Profitons du moment présent, du jardin, des graines de ces généreux donateurs, des fleurs qui commencent à éclore et embaume l’air de leur parfum ! Hum ! Ça Ca sent bon ! Laissons-nous enivrer ! Chantons et glorifions la nouvelle année !
Lorsque je me pose sur cette branche, j’aperçois à travers la baie vitrée, ce gros chien souffreteux qui a l’air de ne rien y comprendre. Il n’était pas comme cela ! Il courrait dans le jardin en effrayant toute la volière ! Qu’est-ce-qu’il a le pachyderme ? Il se traine comme un revenant.
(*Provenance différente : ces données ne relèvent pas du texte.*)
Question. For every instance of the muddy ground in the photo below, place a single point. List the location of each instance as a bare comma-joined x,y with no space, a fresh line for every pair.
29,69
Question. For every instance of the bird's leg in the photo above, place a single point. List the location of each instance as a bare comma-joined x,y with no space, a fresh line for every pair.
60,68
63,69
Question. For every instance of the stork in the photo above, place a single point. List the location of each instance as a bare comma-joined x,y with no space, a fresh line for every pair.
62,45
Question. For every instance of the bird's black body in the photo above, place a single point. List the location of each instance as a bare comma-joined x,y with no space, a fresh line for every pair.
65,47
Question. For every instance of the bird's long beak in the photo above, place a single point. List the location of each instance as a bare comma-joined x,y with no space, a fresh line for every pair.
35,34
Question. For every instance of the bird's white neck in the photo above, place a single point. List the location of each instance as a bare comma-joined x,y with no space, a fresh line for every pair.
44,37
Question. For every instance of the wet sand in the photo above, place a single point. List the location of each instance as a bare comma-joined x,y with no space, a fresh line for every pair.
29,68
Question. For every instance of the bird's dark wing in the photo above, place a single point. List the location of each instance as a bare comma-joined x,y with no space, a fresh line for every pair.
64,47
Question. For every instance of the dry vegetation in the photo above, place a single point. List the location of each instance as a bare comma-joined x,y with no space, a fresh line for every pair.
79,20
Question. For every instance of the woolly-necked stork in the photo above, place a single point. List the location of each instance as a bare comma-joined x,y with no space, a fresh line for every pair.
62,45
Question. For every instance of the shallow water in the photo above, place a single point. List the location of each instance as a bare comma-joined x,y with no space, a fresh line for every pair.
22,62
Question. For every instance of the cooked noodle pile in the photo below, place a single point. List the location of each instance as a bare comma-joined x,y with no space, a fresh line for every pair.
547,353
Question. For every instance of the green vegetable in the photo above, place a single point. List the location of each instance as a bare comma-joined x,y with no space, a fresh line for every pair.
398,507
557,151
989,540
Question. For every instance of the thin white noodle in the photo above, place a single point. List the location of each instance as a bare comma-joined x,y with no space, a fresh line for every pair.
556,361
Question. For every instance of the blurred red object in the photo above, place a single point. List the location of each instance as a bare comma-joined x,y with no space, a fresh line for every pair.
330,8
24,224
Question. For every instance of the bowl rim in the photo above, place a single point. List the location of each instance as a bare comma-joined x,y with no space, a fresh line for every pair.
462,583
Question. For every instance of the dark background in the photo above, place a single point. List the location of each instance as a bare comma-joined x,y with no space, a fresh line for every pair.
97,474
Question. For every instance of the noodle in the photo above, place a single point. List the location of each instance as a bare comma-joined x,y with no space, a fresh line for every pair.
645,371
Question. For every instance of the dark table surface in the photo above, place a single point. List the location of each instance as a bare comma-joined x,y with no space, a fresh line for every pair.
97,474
Il a perdu son poil, n’a plus de stature ! Ça doit être un vrai drame pour ce roi des canins qui faisait l’admiration de tout le quartier. Il n’est pas vif, l’animal ! Quand je vois ce ramollo, et nous, les oiseaux, agiles et indomptables, on peut sourire ! Notre genre rechigne à être enfermé et même si cela était, il suffit d’ouvrir la porte pour qu’on ne nous retrouve plus !
Ce chien est si frileux qu’il se réchauffe près de l’âtre comme un vieux molosse en fin de vie. Et à la place du chat, de surcroît ! Ah ! Le chat ! Il l’a bien expulsé le chat, ce colosse ratatiné ! Bien fait ! Le chat, cet hypocrite, cet assassin, ce tueur de volatile qui n’a de cesse de revenir à l’attaque ! A propos, que fait-il, le chat ? Sans doute en train de gratter dans sa litière, furieux d’être relégué dans le corridor ! Il paraît qu’il chasse les loirs et les mulots en hiver. Quant à faire, autant se débarrasser du chat que de l’ectoplasme !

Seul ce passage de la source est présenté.